The silicone sleeve has just been described in a paper in Science Translational Medicine, and it will ultimately seek to help the millions of patients each year who present with heart failure where the organ cannot pump blood effectively.

A helpful squeeze

The paper’s first author, Dr Ellen Roche, is a postdoctoral researcher at NUI Galway and the work evolved from her PhD research at Harvard University.

But why the enveloping, robotic sleeve?

Current technology to support the hearts of patients awaiting transplant reroutes blood through a device to pump it around the body, but this is not without risk. Roche and colleagues at Harvard and Boston Children’s Hospital took a different approach: a thin silicone sleeve that wraps around the heart and uses externally controlled soft pneumatic actuators to mimic the outer muscle layers.

These give the heart a squeeze to augment the organ’s function. No contact with the blood supply is needed and the pumping can be customised to suit the patient’s needs.

In a bid to minimise inflammation, the researchers also used a layer of gel to help reduce the friction between the sleeve and the heart tissue, and their pre-clinical studies have shown that the robotic sleeve’s squeezing action was able to improve cardiac output in models of heart failure.

Science Translational Medicine

Image: Science Translational Medicine

“In the last five years, soft robotics has become really big, and people are looking at different types of actuators and how to design and build soft robotics to augment body function,” Roche said.

“A lot of it is external – [devices] like robotic gloves and exosuits – and that is likely to be quicker to get to patients. Our work is looking at the implants.”

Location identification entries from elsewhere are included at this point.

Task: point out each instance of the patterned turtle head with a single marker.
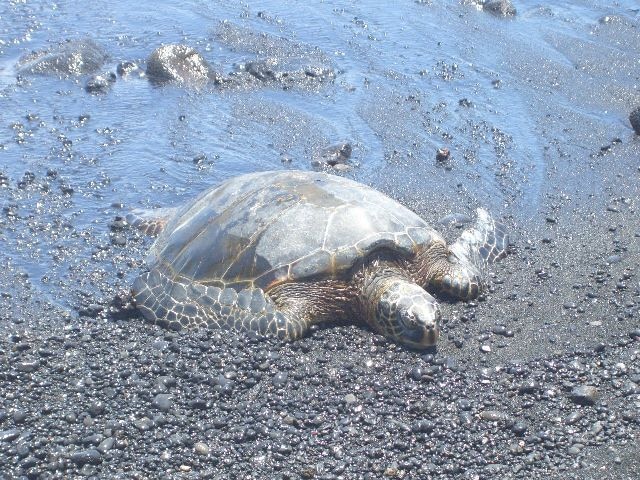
(406, 313)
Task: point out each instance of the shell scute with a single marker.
(263, 229)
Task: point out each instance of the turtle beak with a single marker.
(421, 328)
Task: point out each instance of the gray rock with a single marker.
(499, 7)
(75, 57)
(634, 119)
(84, 457)
(163, 402)
(179, 63)
(584, 395)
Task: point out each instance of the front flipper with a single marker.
(463, 274)
(190, 305)
(483, 244)
(150, 222)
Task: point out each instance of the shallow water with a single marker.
(516, 100)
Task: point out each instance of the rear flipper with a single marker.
(482, 244)
(150, 222)
(189, 305)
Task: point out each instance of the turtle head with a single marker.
(406, 313)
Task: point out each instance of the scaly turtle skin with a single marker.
(276, 252)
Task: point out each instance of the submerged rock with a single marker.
(100, 83)
(634, 119)
(75, 57)
(499, 7)
(180, 63)
(333, 156)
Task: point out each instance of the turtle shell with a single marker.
(266, 228)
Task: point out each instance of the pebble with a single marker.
(634, 120)
(494, 416)
(83, 457)
(9, 435)
(280, 379)
(100, 83)
(201, 448)
(163, 402)
(350, 398)
(584, 394)
(105, 445)
(499, 7)
(28, 366)
(529, 386)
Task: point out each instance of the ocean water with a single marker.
(516, 100)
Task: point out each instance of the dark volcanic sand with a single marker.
(540, 378)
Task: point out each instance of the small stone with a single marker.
(519, 428)
(584, 395)
(634, 119)
(529, 386)
(96, 408)
(19, 417)
(201, 448)
(9, 435)
(280, 379)
(28, 366)
(416, 373)
(573, 418)
(126, 68)
(98, 84)
(106, 445)
(84, 457)
(499, 330)
(119, 240)
(350, 398)
(163, 402)
(499, 7)
(494, 416)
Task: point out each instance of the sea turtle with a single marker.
(276, 252)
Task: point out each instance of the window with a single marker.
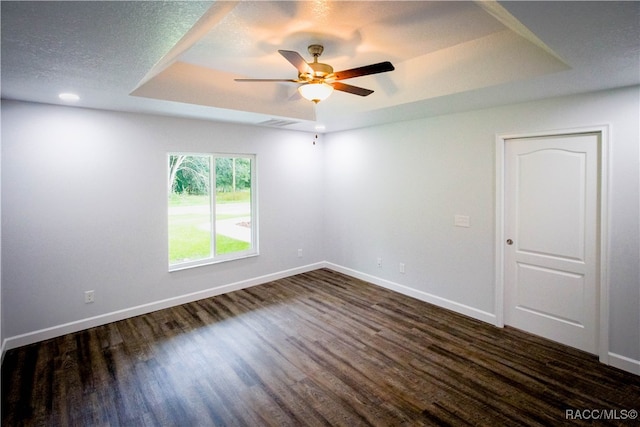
(211, 207)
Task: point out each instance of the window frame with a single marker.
(214, 258)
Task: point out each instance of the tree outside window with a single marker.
(211, 215)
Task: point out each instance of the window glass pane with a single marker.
(233, 205)
(189, 208)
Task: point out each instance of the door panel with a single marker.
(551, 206)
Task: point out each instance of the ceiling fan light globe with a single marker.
(315, 92)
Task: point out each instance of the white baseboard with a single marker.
(621, 362)
(422, 296)
(624, 363)
(79, 325)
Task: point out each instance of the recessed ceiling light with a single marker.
(69, 97)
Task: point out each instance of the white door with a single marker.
(551, 237)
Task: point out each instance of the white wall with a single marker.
(84, 207)
(392, 192)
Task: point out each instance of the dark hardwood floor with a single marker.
(315, 349)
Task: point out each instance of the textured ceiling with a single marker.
(180, 58)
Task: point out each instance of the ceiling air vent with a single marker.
(277, 123)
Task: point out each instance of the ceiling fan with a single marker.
(317, 80)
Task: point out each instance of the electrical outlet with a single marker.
(89, 297)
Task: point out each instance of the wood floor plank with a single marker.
(316, 349)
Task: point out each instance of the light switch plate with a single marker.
(461, 221)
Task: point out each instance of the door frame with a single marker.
(602, 328)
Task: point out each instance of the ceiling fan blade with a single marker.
(267, 80)
(351, 89)
(380, 67)
(296, 60)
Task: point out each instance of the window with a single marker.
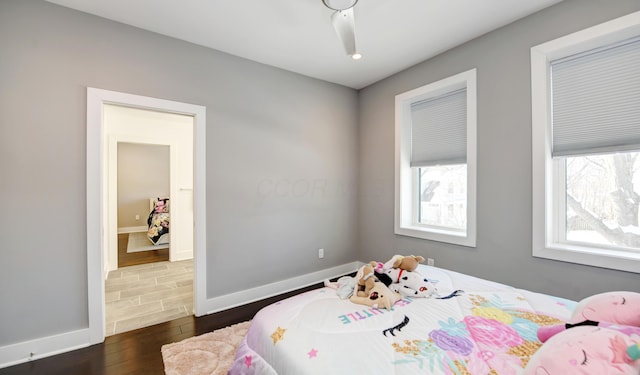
(436, 161)
(586, 146)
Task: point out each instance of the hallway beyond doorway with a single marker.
(147, 294)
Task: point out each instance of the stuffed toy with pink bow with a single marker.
(602, 337)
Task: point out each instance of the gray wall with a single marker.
(264, 125)
(503, 251)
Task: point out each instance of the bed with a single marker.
(158, 221)
(488, 328)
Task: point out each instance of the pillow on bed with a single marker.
(588, 350)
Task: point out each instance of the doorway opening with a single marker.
(102, 218)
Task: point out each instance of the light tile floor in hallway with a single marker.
(147, 294)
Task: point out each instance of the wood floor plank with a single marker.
(138, 351)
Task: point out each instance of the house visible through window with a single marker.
(436, 161)
(586, 146)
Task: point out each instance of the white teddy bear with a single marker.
(410, 284)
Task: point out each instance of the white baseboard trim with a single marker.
(243, 297)
(182, 255)
(141, 228)
(14, 354)
(31, 350)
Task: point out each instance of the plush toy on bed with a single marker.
(602, 338)
(621, 308)
(407, 263)
(374, 293)
(366, 282)
(410, 284)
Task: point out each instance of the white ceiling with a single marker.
(297, 35)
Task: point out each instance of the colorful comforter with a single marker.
(158, 222)
(489, 329)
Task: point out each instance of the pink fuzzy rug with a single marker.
(208, 354)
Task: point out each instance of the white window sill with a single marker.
(605, 258)
(457, 238)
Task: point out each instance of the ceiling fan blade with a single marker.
(344, 23)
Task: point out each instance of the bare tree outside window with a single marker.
(603, 198)
(443, 196)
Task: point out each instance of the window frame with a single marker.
(406, 179)
(548, 183)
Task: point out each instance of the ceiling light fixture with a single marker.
(339, 4)
(344, 23)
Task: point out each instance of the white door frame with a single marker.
(96, 172)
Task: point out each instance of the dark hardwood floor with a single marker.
(141, 257)
(138, 352)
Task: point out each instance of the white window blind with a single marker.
(596, 100)
(439, 130)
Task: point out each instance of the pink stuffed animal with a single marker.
(585, 350)
(601, 338)
(622, 308)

The next step for the implantable cardiac sleeve will be to see how it performs in the long term, particularly on models of chronic heart failure, where the heart tissue remodels. The research and regulatory approval needed mean that the device would not be widely in use in patients for a long while yet, noted Roche, but the proof of concept is a positive step. 

Mixing interests

Roche was initially drawn to biomedical engineering because it combined her interests in biology and maths. “When I was doing my Leaving Certificate, I was torn between doing engineering and medicine,” she said. “So the biomedical engineering course at NUI Galway was a perfect fit.”

After her bachelor’s degree, she worked in the medical device industry in Galway and the US, and then completed an MSc in bioengineering at Trinity College Dublin. 

A Fulbright scholarship saw her return to the US to work at the Wyss Institute and Harvard Biodesign Lab.

“It was really serendipitous,” recalled Roche. “I went over to work with David Mooney, who is an expert in tissue engineering, and I got in contact with Trinity graduate Conor Walsh through an ‘Irish in Boston’ email list, and he said he was setting up a robotics lab. By working with them both, I was able to mix my interests in cardiac devices, robotics and tissue engineering.”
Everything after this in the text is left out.